Everything comes as sharing platters, which is great fun when you have several people and can all compare tastes and favourites. Unfortunately, they don't have a matching wine or sake pairing menu. Which, of course, is a good way of keeping costs from spiralling further out of control. We had their sake sommelier bring us four different little jugs to accompany the four courses. Three were chilled, one room temperature. She explained some of the nuances but her English wasn't that good, so this lacked the detailed pairing explanations you'd get from an expert in an equivalent European restaurant. It was interesting, and the match with the sushi course was particularly good. But our biggest lesson was that sake, at more than £30 for each of those cute little jugs, makes fine wine look like a value-for-money drink. Given that the majority of the meal was fish, we would have had a better time getting a single, seafood-friendly white to share. Live and learn.
My biggest issue with Zuma on this occasion was my fellow diners. I can't think of another London
restaurant that is so flagrantly, ostentatiously set up for the Super Rich. Tables of Arabic oil princes jockeyed with Russian oligarchs and their pneumatically enhanced, diamond-draped women. Asian beauties with piles of shopping bags from nearby luxury brands sat cheek-by-jowl with the rare table of English aristo trust fund babies. Rare, because Asian, Arabic and Oriental diners outnumbered Anglo-Saxons by two to one. Couture clothing dominated, as did youth.
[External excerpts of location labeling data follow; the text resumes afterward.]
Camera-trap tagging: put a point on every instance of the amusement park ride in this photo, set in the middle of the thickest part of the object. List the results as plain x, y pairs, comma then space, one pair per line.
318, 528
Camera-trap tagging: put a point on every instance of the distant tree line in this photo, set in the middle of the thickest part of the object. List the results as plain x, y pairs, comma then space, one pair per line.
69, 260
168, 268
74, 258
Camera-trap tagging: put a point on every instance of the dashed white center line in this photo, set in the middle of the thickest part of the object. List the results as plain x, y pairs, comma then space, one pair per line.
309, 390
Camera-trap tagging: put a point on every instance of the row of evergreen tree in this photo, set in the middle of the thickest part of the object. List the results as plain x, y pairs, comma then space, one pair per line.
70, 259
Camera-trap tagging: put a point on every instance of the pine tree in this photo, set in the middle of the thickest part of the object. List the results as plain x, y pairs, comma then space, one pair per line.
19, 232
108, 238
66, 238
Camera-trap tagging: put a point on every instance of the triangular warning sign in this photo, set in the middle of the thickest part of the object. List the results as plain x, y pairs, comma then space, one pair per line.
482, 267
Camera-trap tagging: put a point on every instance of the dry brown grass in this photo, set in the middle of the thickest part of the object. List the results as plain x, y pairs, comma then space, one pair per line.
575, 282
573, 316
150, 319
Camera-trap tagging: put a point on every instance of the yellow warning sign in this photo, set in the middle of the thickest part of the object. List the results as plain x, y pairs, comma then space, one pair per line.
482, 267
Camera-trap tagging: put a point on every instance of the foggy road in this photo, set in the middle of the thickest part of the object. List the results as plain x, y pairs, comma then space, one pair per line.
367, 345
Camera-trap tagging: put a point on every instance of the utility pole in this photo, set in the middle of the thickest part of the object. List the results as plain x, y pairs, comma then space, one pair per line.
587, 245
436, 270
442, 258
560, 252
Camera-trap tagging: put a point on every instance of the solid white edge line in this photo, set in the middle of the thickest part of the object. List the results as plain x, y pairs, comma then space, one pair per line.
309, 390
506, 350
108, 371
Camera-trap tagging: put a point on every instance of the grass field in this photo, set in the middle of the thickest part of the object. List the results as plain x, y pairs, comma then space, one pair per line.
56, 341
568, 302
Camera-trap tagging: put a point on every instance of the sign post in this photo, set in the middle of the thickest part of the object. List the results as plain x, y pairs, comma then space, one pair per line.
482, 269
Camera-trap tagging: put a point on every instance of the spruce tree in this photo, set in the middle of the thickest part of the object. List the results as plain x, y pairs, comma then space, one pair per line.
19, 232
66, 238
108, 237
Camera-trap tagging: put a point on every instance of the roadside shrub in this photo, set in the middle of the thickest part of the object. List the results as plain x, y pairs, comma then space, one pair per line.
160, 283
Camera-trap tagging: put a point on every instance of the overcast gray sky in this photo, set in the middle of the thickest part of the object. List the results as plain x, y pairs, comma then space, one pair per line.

As upper middle class professionals with an average age in the mid 50s, we were no doubt amongst the poorest and oldest in the room. Zuma presented fascinating people watching possibilities, and I'm sure that atmosphere is part of what you pay for. Problem is, I don't want to pay for that. I just want London's best Japanese food.
One other small quibble: With tables so difficult to get, this is one of those places that gives you just two hours for your booking. Which is fine if you're doing a normal three-course meal, but actually gets quite insulting when you're splashing out on the budget-busting tasting menu with break-the-bank sake rounds. Eventually, they figured this out, and slowed down to let us take our time after the third round of food (Triggered, no doubt, by the premature delivery of the black cod at the same time as the sushi. The manager whisked it away in embarrassment and delivered another, later. It deserves, and later got, solo centre stage.)
So Zuma leaves me with mixed feelings. It stands head and shoulders above any other Japanese food I've ever had. I could eat here every day. The food is exquisite in every way and I'd prefer it not just to every other Japanese place, but to most other restaurants in town. But the atmosphere is an exclusive, showy, loud morality play of conspicuous consumption, rushed along by waiters who clearly want to turn your table.
For the same price, and the same effort to make the advance booking, you could be sitting in the quiet elegance of Le Gavroche. Which makes you think.
In fact, that's where we're off to next.